第21話

文字数 2,467文字

 一気に語り終えると、母は視線を逸らし、耳が痛くなるほどの静寂が部屋を包んだ。
 これ以上金を要求し、警察を呼ばれると困るのは母の方だ。それを示唆した上で、娘を手放すことのメリットも示した。これで納得しなければ、本当に警察を呼ぶしかない。
 不意に、母が大きな溜め息をついた。
「分かったわよ。好きにすれば?」
 開き直ったような、けれどどこか余裕のある言い草で、母は視線を明後日の方へ向けた。意外とすんなり納得したなと思いつつも、美琴はほっと胸を撫で下ろし、深々と頭を下げた。
「ありがとうございます」
 そう告げて勢いよく頭を上げ、身を翻す。早く荷物をまとめなければ。
 部屋に入って、ふと仏壇が目に止まった。祖父母の位牌はどうしよう。雑に扱わないと思いたいけれど。と悩んでいると、明の声が聞こえた。
「承知していただいて、ありがとうございます。では、こちらを。住所変更や転入手続きなど、していただきたい手続きや必要書類の一覧と情報です。一週間以内に手続きを済ませ、全ての書類をコピーし、住民票と一緒に書かれている住所へお送りください」
 はっと気付いて、美琴は振り向いた。そうか、母が手続きをしなければ転校も転居もできない。京都へ行ったとしても戻らざるを得なくなる。しかし、娘を手放すメリットは分かったはず。
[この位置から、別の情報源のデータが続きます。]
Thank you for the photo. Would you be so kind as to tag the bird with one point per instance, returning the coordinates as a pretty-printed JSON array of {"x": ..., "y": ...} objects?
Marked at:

 そんな美琴の期待とは裏腹に、母は「はっ」と息を吐き出すように嘲笑した。
「冗談じゃないわよ、面倒臭い。あんたたちが勝手にやってるのに、何であたしがそんなこと」
「一つでも不備、あるいは期限を守っていただけなかった場合、この音声データを警察に提出致します」
 母の言葉を遮って聞こえてきたのは、先程の電話の録音だ。明と美琴の会話の背後で、扉が叩く音や母の怒声が響いている。いつの間に。録音なんて思いつかなかった。
『どいつもこいつも馬鹿にして……っ。殺してやる!』
 そこで録音を止め、明は目を剥いた母を冷ややかに見下ろした。
「明らかな脅迫です。もちろんこれだけではありません。あの時の会話は全て録音しています。顔見知りの刑事がいるようですが、警察だけでなく、児童相談所の調査も入って騒ぎになりますよ。ご近所にも聞き込みされるでしょう。こちらは構いません。事情を説明して、お互い落ち着くまで一時的に彼女を保護したと言えますから。こういった家庭の事情は大ごとにしたくないと思う人が多いでしょうし」
「わ、分かったわよ! やればいいんでしょ、やれば!」
「ありがとうございます」
 母は忌々しげに小さく舌打ちをして、顔を逸らした。
 さっきの、余裕のある言い草。おそらく母は、自分が手続きをしなければ美琴は戻ってくると分かっていた。初めは、金を搾取できれば喜んで手続きをするつもりだったのだろう。邪魔な娘はいなくなり、金が手に入るのだ。だが、美琴に警察へ通報すると言われて断念せざるを得なくなり、目的を変えた。自分が自由にできる金や時間と、娘がこれから先稼いでくるであろう金を天秤にかけたのだ。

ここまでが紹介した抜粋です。